At the time of this project we were studying at the Central European University, and therefore had access to EconLit, an index from the American Economic Association. The problem was that the service the university signed up for was designed for searching articles through services like EBSCOhost and viewing them one-by one, not for downloading bulk information. But if we can view them one-by-one, Python can also do the same. There is no need for us to sit there, it is a classic job for web scraping.
Or is it?
Regarding web scraping, the first question should always be whether we can do it. Not in the sense that ‘are we capable to do it?’ - we most likely are. It might take a bit of poking around and trial and error, but (with the possible exception of CAPTCHAs and some other advanced anti-scraping measures) a script can usually simulate a human well enough to in order to harvest data. The more difficult (for most peaople trying to write a web scraper anyways) question is legal: are we allowed to do it?
The problem is that web scraping is often a legal grey zone. Contrary to common sense, harvesting the data from a webpage using a script might be legally problematic even if doing so by hand would be perfectly fine. And in some cases, even doing it by hand may be prohibited! Also, the consequences can be quite serious if the owner of the data decides to seek legal action. This article is a highly recommended read for anyone considering web scraping.

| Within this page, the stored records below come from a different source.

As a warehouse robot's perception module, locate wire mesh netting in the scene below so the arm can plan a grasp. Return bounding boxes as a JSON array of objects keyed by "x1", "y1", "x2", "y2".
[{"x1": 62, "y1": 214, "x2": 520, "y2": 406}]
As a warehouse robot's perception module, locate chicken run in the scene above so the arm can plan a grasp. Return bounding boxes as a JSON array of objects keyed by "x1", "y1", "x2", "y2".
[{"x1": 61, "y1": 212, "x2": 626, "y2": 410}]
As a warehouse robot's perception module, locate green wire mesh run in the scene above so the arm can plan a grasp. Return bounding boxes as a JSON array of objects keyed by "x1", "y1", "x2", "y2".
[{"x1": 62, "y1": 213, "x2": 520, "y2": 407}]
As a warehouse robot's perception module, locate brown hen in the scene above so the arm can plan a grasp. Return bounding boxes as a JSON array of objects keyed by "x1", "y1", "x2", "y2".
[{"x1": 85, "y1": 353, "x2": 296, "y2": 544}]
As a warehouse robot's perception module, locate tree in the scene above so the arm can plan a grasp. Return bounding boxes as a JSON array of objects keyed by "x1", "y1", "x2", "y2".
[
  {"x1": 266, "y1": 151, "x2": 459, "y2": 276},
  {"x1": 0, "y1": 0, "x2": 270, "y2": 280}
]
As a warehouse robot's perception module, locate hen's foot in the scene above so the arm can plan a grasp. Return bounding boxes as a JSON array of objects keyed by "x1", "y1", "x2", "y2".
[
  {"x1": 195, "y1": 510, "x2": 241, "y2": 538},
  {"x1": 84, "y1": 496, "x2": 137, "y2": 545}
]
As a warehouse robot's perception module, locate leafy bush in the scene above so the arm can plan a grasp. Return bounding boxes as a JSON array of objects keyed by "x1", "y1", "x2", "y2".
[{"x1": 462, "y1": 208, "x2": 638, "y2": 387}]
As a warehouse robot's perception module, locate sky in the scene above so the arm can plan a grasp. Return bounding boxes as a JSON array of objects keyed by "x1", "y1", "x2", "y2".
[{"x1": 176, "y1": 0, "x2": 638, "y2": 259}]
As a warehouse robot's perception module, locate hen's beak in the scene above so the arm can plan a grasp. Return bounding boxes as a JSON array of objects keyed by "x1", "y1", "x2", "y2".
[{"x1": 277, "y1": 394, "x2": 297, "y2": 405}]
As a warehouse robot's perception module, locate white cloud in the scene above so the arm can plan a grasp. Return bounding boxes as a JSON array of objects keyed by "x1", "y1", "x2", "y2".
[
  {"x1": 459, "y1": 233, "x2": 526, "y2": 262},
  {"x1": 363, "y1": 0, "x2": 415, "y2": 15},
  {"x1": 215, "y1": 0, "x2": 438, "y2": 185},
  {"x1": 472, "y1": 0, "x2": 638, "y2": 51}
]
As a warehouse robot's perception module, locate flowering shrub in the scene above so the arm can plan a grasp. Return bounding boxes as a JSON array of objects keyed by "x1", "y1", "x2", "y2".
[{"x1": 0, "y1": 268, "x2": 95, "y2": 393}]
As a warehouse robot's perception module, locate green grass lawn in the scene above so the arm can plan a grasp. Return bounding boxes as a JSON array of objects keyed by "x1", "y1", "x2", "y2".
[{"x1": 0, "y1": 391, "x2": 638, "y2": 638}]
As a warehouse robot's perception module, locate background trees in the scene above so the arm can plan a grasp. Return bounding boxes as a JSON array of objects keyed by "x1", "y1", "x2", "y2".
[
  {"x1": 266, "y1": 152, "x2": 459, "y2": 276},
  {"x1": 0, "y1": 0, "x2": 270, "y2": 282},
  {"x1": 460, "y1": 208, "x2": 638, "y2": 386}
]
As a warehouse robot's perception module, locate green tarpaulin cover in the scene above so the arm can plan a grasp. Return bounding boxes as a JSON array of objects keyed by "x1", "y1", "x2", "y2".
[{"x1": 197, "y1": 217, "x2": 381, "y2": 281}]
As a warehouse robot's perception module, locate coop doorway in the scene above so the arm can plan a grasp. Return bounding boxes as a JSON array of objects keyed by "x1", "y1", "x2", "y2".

To see if we are in the clear with this project, let’s start with the obvious: reading the terms of service. For us, the relevant part is I.C:
Licensee and Authorized Users agree to abide by the Copyright Act of 1976 […] Downloading all or parts of the Databases or Services in a systematic or regular manner so as to create a collection of materials comprising all or part of the Databases or Services is strictly prohibited whether or not such collection is in electronic or print form. Notwithstanding the above restrictions, this paragraph shall not restrict the use of the materials under the doctrine of “fair use” as defined under the laws of the United States. Publishers may impose their own conditions of use applicable only to their content. […]
There are two important parts here:
- According to the first part, what we are trying to do is strictly prohibited.
- However, the first part does not restrict the use of materials falling under fair use.
Now fair use is a grey area in itself: it has no well defined boundaries, and the actual outcome of a lawsuit concerning it might very well depend on the interpretation of the court. However, in this case there are a few circumstances that point to our project being fair use:
- published works and factual, non-fiction works are more likely to qualify for fair use
- the use most likely does not result in economic harm to the creator or copyright owner
- it is used to create a derivative work
- it is used for research purposes
- the downloaded dataset will not be made public
Still, as fair use is not a well-defined category, in cases such as this, contacting the copyright/website owner might be a good idea. Also, although I am pretty confident that it was actually fair use, I am not a lawyer, so I could be completely and utterly wrong, and my reasoning may not be worth a pair of dingo’s kidneys. The point is, take the stuff I write with a grain of salt. (Taking any legal advice you get from strangers on the internet with a grain of salt might also be a good general rule.)
Also, I am sorry about not sharing the resulting dataset. I would really like to, as it has many possibilities for research and visualization, but I don’t want to risk it. If LinkedIn went after anonymous people scraping their site this seriously, I would not like to be on the wrong side of academic publishers and service providers.
Let’s just scrape it!
Now that we are past the poring part, it is time to get to the actual programming. One last warning though: I am not sharing this code to use it for scraping EBSCOhost specifically - I just want to illustrate how programmatically downloading complex sites can be done.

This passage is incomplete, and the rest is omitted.